Un Huron, le seul des compagnons de Daulac qui s’échappa, informa le premier les habitans de la retraite des Iroquois. On chanta le Te Deum dans les églises en action de grâces ; mais l’on ne fut complètement rassuré que longtemps après, car l’on craignait encore que ces barbares ne vinssent dans l’automne ravager les campagnes.

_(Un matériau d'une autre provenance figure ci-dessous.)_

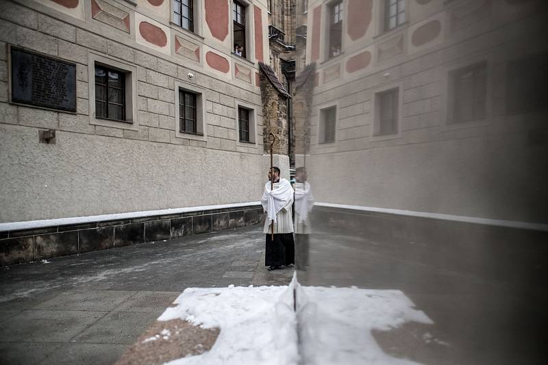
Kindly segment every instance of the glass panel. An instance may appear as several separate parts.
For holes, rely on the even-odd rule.
[[[185,119],[185,131],[188,133],[196,133],[194,127],[194,121],[190,119]]]
[[[107,110],[105,108],[105,103],[95,101],[95,116],[97,118],[106,118]]]
[[[103,68],[95,67],[95,82],[102,84],[105,84],[106,82],[106,73]]]
[[[106,86],[101,86],[101,85],[95,84],[95,100],[100,100],[105,101]]]
[[[388,29],[391,29],[396,27],[396,18],[390,18],[388,23]]]
[[[108,104],[108,118],[117,119],[119,121],[123,120],[123,107],[121,105],[115,105],[114,104]]]
[[[388,16],[394,16],[397,12],[397,7],[395,5],[391,5],[388,12]]]
[[[194,94],[185,93],[184,103],[189,106],[196,106],[196,97]]]
[[[186,118],[187,119],[194,120],[195,110],[196,110],[196,109],[195,109],[192,107],[190,106],[186,107],[184,112],[185,112],[184,117]]]
[[[123,88],[123,74],[116,71],[108,71],[108,86],[119,88]]]
[[[398,14],[398,25],[403,24],[406,22],[406,13],[399,13]]]
[[[123,104],[124,103],[123,90],[109,88],[108,101],[109,103],[116,103],[118,104]]]

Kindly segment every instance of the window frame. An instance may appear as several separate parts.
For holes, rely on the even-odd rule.
[[[335,1],[332,1],[327,5],[327,22],[328,22],[328,40],[327,40],[327,60],[331,60],[332,58],[335,58],[342,53],[342,34],[344,33],[343,29],[345,27],[345,7],[344,7],[345,2],[343,0],[336,0]],[[336,8],[337,7],[339,8],[339,10],[338,12],[336,12]],[[338,17],[338,21],[337,23],[334,23],[334,18]],[[334,25],[336,25],[338,23],[340,23],[340,39],[338,40],[338,46],[339,50],[337,54],[333,54],[332,52],[332,49],[333,48],[334,45],[332,44],[332,41],[333,40],[332,37],[332,32]]]
[[[175,136],[176,138],[184,138],[187,140],[201,140],[207,141],[206,134],[206,101],[207,98],[206,89],[198,86],[194,84],[185,82],[179,80],[175,80],[174,86],[175,92],[175,117],[173,125],[175,129]],[[180,104],[180,93],[179,90],[184,90],[188,93],[194,94],[195,96],[195,114],[196,114],[196,132],[186,132],[181,131],[181,115],[179,110]]]
[[[332,128],[327,129],[326,128],[326,117],[327,113],[332,110],[334,110],[334,118],[333,121]],[[320,105],[318,108],[318,144],[331,146],[337,142],[337,128],[339,124],[339,114],[340,109],[339,108],[338,103],[332,103]],[[332,130],[333,133],[333,138],[326,140],[325,134],[327,130]]]
[[[484,75],[484,102],[483,102],[483,116],[478,116],[475,115],[474,112],[475,110],[473,109],[475,105],[473,105],[473,116],[472,118],[470,119],[466,120],[460,120],[457,118],[457,112],[456,112],[456,108],[458,106],[457,103],[457,97],[458,97],[458,90],[456,90],[456,78],[458,77],[459,75],[462,75],[462,73],[470,72],[471,71],[473,72],[475,72],[478,71],[480,68],[482,68],[484,71],[485,75]],[[463,124],[463,123],[468,123],[470,122],[475,122],[475,121],[485,121],[487,118],[487,91],[488,91],[488,65],[486,61],[480,61],[478,62],[473,62],[470,64],[467,64],[463,66],[462,67],[458,67],[453,68],[449,71],[447,79],[449,83],[449,91],[448,91],[448,101],[447,101],[447,123],[449,124]],[[477,81],[476,79],[474,80],[475,81]],[[473,100],[476,100],[477,95],[475,94],[476,91],[476,84],[474,83],[473,86],[472,92],[473,92],[473,95],[472,99]],[[460,104],[459,104],[460,105]]]
[[[195,19],[196,19],[197,16],[196,16],[196,12],[195,10],[195,0],[187,0],[188,1],[188,3],[190,3],[190,6],[184,5],[183,3],[184,1],[184,0],[172,0],[171,1],[171,6],[172,6],[172,8],[171,8],[171,17],[172,17],[172,19],[173,19],[173,23],[175,23],[177,25],[178,25],[178,26],[181,27],[182,28],[183,28],[184,29],[186,29],[186,30],[187,30],[188,32],[191,32],[192,33],[195,33],[195,29],[196,29],[196,27],[195,27],[195,25],[196,25]],[[179,12],[178,13],[176,11],[177,9],[175,9],[175,6],[174,6],[174,3],[177,3],[177,6],[179,8]],[[183,16],[183,7],[186,7],[186,8],[189,9],[189,14],[190,15],[192,18],[188,18]],[[175,14],[179,15],[179,21],[180,21],[179,22],[177,22],[176,21]],[[190,21],[190,27],[186,28],[186,27],[183,26],[183,18],[185,18],[188,21]]]
[[[247,38],[248,38],[248,36],[249,36],[249,35],[248,35],[249,32],[247,32],[247,28],[249,27],[248,25],[249,24],[249,17],[250,17],[250,12],[251,12],[249,11],[249,4],[247,3],[245,3],[245,2],[242,2],[242,1],[240,1],[238,0],[232,0],[231,1],[231,4],[232,4],[232,7],[231,7],[231,9],[230,9],[230,14],[232,15],[231,19],[232,20],[232,53],[234,55],[238,55],[236,54],[236,47],[235,47],[235,45],[234,45],[234,43],[235,43],[234,33],[235,33],[235,32],[243,32],[243,41],[242,41],[243,45],[240,45],[240,46],[243,46],[244,51],[242,53],[242,55],[238,55],[238,57],[241,57],[242,58],[244,58],[245,60],[248,60],[249,59],[248,56],[251,54],[251,49],[248,49],[248,44],[251,44],[251,42],[248,42],[247,41],[248,40]],[[236,7],[239,6],[240,8],[241,8],[242,9],[243,14],[238,13],[236,12],[236,9],[237,9],[237,8],[234,8],[235,6],[236,6]],[[237,20],[234,20],[234,14],[235,13],[236,14],[236,15],[243,16],[243,23],[238,23],[237,21]],[[236,19],[237,18],[238,18],[238,16],[236,16]],[[243,27],[243,30],[238,30],[238,31],[235,30],[235,27],[236,27],[235,26],[236,26],[236,24],[240,27]]]
[[[384,3],[383,4],[383,10],[382,10],[382,31],[384,32],[390,32],[393,29],[395,29],[399,27],[401,25],[403,25],[407,22],[407,11],[408,11],[408,5],[407,0],[395,0],[396,3],[395,4],[390,4],[390,1],[393,0],[384,0]],[[399,7],[400,3],[403,4],[403,10],[400,11]],[[390,7],[392,5],[396,5],[396,15],[393,16],[390,16]],[[399,22],[399,15],[400,14],[403,14],[403,21],[400,23]],[[390,26],[390,19],[391,18],[395,18],[396,21],[396,24],[393,27]]]
[[[107,119],[96,116],[95,66],[99,66],[124,74],[125,120]],[[139,130],[137,103],[137,68],[130,64],[90,51],[88,58],[88,94],[90,124]],[[108,99],[108,95],[107,95]],[[108,104],[107,104],[108,105]]]
[[[403,82],[390,83],[371,91],[371,102],[373,103],[373,123],[371,123],[371,140],[382,140],[399,138],[401,137],[401,121],[403,116]],[[382,123],[382,110],[381,97],[383,95],[390,92],[397,92],[395,99],[395,131],[393,133],[381,133],[381,123]]]
[[[192,95],[192,98],[194,99],[194,103],[193,105],[189,106],[186,105],[186,95]],[[181,101],[182,100],[182,103]],[[189,91],[187,89],[184,89],[182,88],[179,88],[179,102],[178,105],[175,106],[175,108],[179,108],[179,131],[181,133],[186,133],[190,134],[199,134],[198,133],[198,128],[197,128],[197,103],[198,102],[198,95],[196,92]],[[188,118],[186,118],[186,108],[191,108],[194,110],[192,113],[192,118],[191,119],[193,121],[193,131],[190,131],[186,130],[186,121]],[[181,115],[181,110],[183,110],[183,115]]]
[[[240,118],[238,109],[246,109],[249,112],[249,141],[240,140]],[[258,129],[258,121],[261,120],[261,116],[258,114],[257,111],[261,109],[258,109],[258,105],[253,105],[247,101],[242,100],[234,99],[234,110],[235,110],[235,121],[236,121],[236,144],[237,146],[242,147],[254,147],[258,151],[259,144],[257,142],[257,131],[261,130],[262,128],[259,127]]]
[[[94,77],[94,80],[93,80],[93,84],[94,84],[94,86],[95,87],[95,118],[97,118],[98,119],[106,119],[108,121],[117,121],[117,122],[122,122],[122,123],[130,123],[130,122],[126,121],[126,120],[125,120],[125,114],[126,114],[126,113],[125,113],[125,73],[124,73],[123,71],[121,71],[119,70],[116,70],[116,69],[113,68],[112,67],[108,67],[107,66],[105,66],[105,65],[101,64],[98,64],[98,63],[95,64],[95,65],[94,66],[94,68],[95,68],[94,69],[95,72],[97,72],[97,68],[102,69],[105,72],[105,84],[99,84],[100,86],[103,86],[103,88],[105,88],[105,93],[104,93],[105,99],[104,100],[98,100],[97,99],[97,78]],[[123,77],[122,83],[121,83],[122,85],[121,85],[121,87],[117,88],[116,86],[110,86],[110,83],[109,82],[110,81],[110,78],[109,78],[109,73],[117,73],[118,75],[120,75],[122,76],[122,77]],[[122,92],[122,93],[123,94],[123,97],[122,98],[122,103],[121,104],[120,104],[119,103],[110,102],[109,101],[110,95],[110,89],[113,89],[113,90],[119,90],[119,91],[121,91]],[[104,103],[105,104],[105,110],[104,110],[104,111],[105,111],[105,113],[106,114],[105,116],[97,116],[97,104],[99,103]],[[109,105],[117,105],[119,107],[120,107],[120,106],[122,107],[122,118],[121,118],[118,119],[118,118],[112,118],[112,117],[109,116],[109,115],[108,115],[109,110],[110,110]]]

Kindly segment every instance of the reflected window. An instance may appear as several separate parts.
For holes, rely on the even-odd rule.
[[[234,54],[245,58],[245,5],[236,0],[232,3],[232,23]]]
[[[193,0],[173,1],[173,22],[183,28],[194,32]]]
[[[321,143],[335,142],[337,108],[335,106],[322,109],[320,113]]]
[[[183,133],[196,134],[197,95],[185,90],[179,90],[179,125]]]
[[[509,62],[506,69],[506,112],[509,114],[548,109],[548,53]]]
[[[342,1],[329,8],[329,57],[340,54],[342,48]]]
[[[384,30],[388,31],[406,22],[406,0],[385,0]]]
[[[485,119],[487,64],[481,62],[449,74],[452,105],[449,121],[464,123]]]
[[[376,136],[395,134],[398,132],[399,96],[399,91],[397,88],[375,95],[376,108],[378,110],[375,134]]]
[[[240,130],[240,141],[249,142],[249,110],[238,108],[238,121]]]
[[[95,117],[125,121],[125,74],[95,66]]]

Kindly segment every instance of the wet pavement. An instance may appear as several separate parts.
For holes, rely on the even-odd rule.
[[[324,227],[310,235],[310,266],[297,277],[303,286],[401,290],[434,324],[374,331],[393,356],[432,365],[545,364],[546,242],[537,233],[520,234],[520,242],[510,231],[496,240],[471,235],[448,243]]]
[[[286,285],[255,225],[0,268],[1,364],[112,364],[186,288]]]

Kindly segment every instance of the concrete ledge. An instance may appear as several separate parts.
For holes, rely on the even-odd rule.
[[[259,204],[214,207],[194,211],[180,210],[179,213],[169,214],[95,222],[73,221],[66,225],[1,231],[0,265],[169,240],[264,221],[262,207]]]

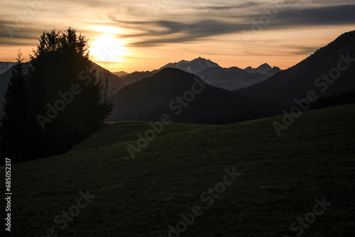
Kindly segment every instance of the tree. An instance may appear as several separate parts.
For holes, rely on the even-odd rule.
[[[38,40],[26,75],[19,55],[6,94],[1,147],[20,161],[21,154],[33,160],[68,151],[113,108],[102,93],[84,36],[68,28],[44,31]]]
[[[21,56],[18,49],[16,64],[11,70],[11,77],[5,92],[3,104],[4,114],[1,119],[0,127],[0,148],[4,156],[1,160],[7,157],[11,159],[12,162],[26,160],[26,155],[23,155],[28,150],[26,136],[28,87]]]
[[[117,85],[116,80],[113,78],[112,73],[109,71],[112,67],[109,68],[109,62],[105,62],[104,68],[99,69],[98,79],[100,83],[102,92],[102,103],[107,105],[105,111],[107,114],[111,113],[114,109],[113,99],[114,96],[117,92]]]

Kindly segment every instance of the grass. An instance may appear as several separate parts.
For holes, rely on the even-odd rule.
[[[302,236],[354,236],[354,117],[355,104],[304,112],[280,137],[282,116],[170,123],[134,159],[126,145],[147,123],[110,123],[67,154],[13,165],[11,234],[165,237],[199,205],[180,236],[295,236],[290,224],[325,197],[331,206]],[[207,206],[200,195],[234,166],[241,175]],[[86,190],[96,197],[61,229],[55,216]]]

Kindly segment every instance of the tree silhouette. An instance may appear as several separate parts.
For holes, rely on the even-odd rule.
[[[26,74],[18,53],[5,94],[1,154],[15,162],[68,151],[97,130],[113,108],[84,36],[68,28],[44,31],[38,40]]]
[[[31,58],[33,150],[40,157],[65,153],[100,126],[111,102],[102,98],[87,40],[75,29],[43,32]]]
[[[1,160],[5,158],[12,162],[26,160],[23,154],[26,153],[26,94],[27,83],[24,75],[24,66],[20,49],[17,53],[16,64],[11,71],[3,104],[4,114],[1,119]]]

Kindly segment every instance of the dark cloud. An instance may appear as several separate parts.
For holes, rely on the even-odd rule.
[[[289,4],[295,3],[288,1]],[[249,3],[248,4],[251,4]],[[285,5],[287,6],[287,4]],[[212,8],[212,7],[209,7]],[[214,8],[214,7],[213,7]],[[217,7],[216,7],[217,8]],[[230,6],[227,8],[231,8]],[[222,8],[223,9],[223,8]],[[220,9],[222,10],[222,9]],[[263,26],[264,30],[275,28],[291,28],[298,26],[314,26],[326,25],[345,25],[355,23],[355,5],[342,5],[322,8],[295,9],[285,8],[278,11],[277,16],[270,24]],[[119,27],[133,28],[142,31],[135,35],[124,37],[141,37],[142,40],[132,43],[131,46],[150,47],[170,43],[183,43],[212,35],[251,31],[251,19],[258,21],[266,13],[249,14],[248,21],[241,21],[239,16],[234,19],[216,19],[182,23],[173,21],[122,21],[112,18]],[[307,50],[312,50],[308,49]]]
[[[354,24],[355,5],[285,9],[280,12],[277,20],[279,25],[285,26]]]

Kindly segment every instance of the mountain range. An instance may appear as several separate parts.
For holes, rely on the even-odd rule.
[[[206,84],[195,75],[167,67],[119,90],[109,121],[228,123],[270,115],[263,102]]]
[[[124,75],[124,72],[119,73],[122,75],[120,77],[124,82],[129,84],[168,67],[195,74],[212,86],[230,91],[262,82],[281,71],[279,67],[273,68],[267,63],[257,68],[248,67],[245,70],[236,67],[224,68],[209,60],[198,57],[191,61],[181,60],[178,62],[170,62],[152,72],[134,72],[129,75]]]
[[[327,97],[355,87],[355,31],[340,35],[296,65],[236,93],[290,110],[307,94]]]
[[[99,75],[105,72],[97,68]],[[355,31],[340,35],[286,70],[267,64],[223,68],[199,57],[153,72],[117,73],[121,78],[109,72],[117,90],[109,121],[154,121],[166,114],[176,122],[236,122],[290,111],[295,106],[307,107],[300,101],[310,104],[306,101],[310,94],[327,97],[355,89]],[[0,74],[1,94],[10,75],[9,70]],[[196,83],[204,84],[203,92],[191,94]],[[0,102],[3,100],[0,97]]]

Cependant ils se lassèrent encore une fois d’une guerre dans laquelle ils n’avaient de succès que sur des hommes isolés, et qui leur coûtait beaucoup de monde. Ils commencèrent par retirer leurs partis du Canada, et les cantons d’Onnontagué et de Goyogouin envoyèrent des députés à Montréal pour demander la paix. Quoique l’on eût peu de confiance dans la parole de ces Sauvages, le gouverneur pensa qu’une mauvaise paix valait encore mieux qu’une guerre avec des ennemis qu’il ne pouvait atteindre ni aller attaquer dans leur pays, faute de soldats. Ces deux cantons, où il y avait plusieurs chrétiens, demandaient aussi un missionnaire. Le P. LeMoine s’offrit d’y aller ; il fut chargé de la réponse du gouverneur et des présens qu’il leur envoyait.